ドラマを見ていて胸が高鳴るあまりに思わず目を覆ったり、思わず叫んでしまったり。そんな瞬間ってありませんか? 今回は、私たちの心を弾ませてくれるもの。そう、恋愛脳がバンバン刺激されるような、官能的な表現もはらむ、ドラマティックでロマンティックな韓国ドラマ4作品をご紹介。大ムーブメントとなった『よくおごってくれる綺麗なお姉さん』や、今話題沸騰の『わかっていても』など、大人にだってときめきのカンフル剤となるエモーショナルなシーンが多々ある恋愛ドラマが必要!
【韓国ドラマ ナビゲーター】
さすらいのライター 山崎敦子
『最高の愛 〜恋はドゥグンドゥグン〜』より韓国ドラマに魅せられ、日々最新ドラマをリサーチするさすらいのライター。さまざまなジャンルを渡り歩き、今では美容記事に携わること多し。サバイバルオーディションも大好物で、今の推しはENHYPEN。推しの俳優は絞りきれないほど多数。エクラwebでも韓流連載執筆中。
韓ドラ追っかけ班/エディターK
母の影響により第1次韓流ブームの火付け役となった『冬のソナタ』から韓国ドラマの世界にどっぷり浸かり、気付けば韓流ドラマ歴18年。ドラマに加え、アイドル、コスメ、ファッションなど、日々韓国まわりの情報をキャッチアップ。永遠の推しは俳優ソン・ジュンギ。若手女優&俳優の発掘が趣味の領域に。

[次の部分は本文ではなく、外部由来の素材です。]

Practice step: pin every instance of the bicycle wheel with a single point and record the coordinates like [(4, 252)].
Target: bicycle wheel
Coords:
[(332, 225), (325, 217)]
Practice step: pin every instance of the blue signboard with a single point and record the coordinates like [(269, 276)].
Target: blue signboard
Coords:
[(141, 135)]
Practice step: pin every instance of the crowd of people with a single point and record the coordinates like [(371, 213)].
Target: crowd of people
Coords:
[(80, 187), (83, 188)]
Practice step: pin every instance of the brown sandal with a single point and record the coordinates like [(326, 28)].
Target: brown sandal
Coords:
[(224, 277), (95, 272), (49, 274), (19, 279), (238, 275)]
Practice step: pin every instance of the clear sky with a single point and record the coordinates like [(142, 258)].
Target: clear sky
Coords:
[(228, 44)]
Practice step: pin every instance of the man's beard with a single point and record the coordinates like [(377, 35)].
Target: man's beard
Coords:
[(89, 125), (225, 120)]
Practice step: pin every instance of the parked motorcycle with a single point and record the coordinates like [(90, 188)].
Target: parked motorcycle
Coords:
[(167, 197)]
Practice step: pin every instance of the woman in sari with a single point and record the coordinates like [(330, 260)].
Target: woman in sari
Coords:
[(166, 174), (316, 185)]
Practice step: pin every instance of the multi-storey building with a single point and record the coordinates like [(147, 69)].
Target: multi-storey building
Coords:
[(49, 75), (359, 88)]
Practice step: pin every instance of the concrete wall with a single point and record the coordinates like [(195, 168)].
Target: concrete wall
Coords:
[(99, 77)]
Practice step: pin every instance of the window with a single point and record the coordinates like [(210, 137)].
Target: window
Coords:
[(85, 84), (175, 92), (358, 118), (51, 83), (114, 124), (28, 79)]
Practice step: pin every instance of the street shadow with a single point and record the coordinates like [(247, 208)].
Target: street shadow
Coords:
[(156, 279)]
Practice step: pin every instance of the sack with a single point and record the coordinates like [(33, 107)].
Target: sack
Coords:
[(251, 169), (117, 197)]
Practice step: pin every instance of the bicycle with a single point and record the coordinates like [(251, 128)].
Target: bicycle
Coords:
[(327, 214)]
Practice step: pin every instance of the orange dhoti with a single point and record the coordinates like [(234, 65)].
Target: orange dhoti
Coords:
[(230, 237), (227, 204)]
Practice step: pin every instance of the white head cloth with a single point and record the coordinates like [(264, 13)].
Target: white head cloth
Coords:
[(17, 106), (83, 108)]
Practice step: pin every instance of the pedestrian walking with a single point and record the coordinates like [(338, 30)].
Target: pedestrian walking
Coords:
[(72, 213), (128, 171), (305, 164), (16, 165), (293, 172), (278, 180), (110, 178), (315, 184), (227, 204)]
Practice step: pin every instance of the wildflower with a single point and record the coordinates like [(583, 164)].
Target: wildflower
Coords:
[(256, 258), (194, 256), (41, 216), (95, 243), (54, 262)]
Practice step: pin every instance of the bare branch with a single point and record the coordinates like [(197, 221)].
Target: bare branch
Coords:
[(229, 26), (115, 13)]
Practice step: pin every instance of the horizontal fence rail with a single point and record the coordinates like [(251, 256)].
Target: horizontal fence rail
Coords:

よくおごってくれる綺麗なお姉さん/年下ムーブメントを巻き起こした代表作
恋愛の一番エッチな瞬間って、ひとそれぞれあるとは思いますが、どんなときだと思います? 胸の高鳴りや鼓動がどんどん大きくなって、ヤバっ、周囲に聞こえちゃうかも……なんてドクンドクンしちゃう、そんなとき? 私的には、相手の気持ちがわからない……からの、ひょっとして私のこと好き?……からの、今日はキスしちゃうかも……といった、いい仲になるまでの過程が一番エッチだなあって思うのですが、どうでしょう。で、このドラマです。そんな乙女心を興奮させる恋愛の瞬間を切り取る上手さにマジで感服するほどの傑作。主人公は、会社では上司のセクハラ、プライベートでは彼氏の浮気からの破局と冴えない日々を送っている35歳のジナ。そんな鬱々とした日常のなかで、ジナは海外赴任から帰国した親友の弟で幼なじみのジュニに再会。会社が同じビルにあったふたりは、たびたび一緒に御飯にいくようになり……という展開です。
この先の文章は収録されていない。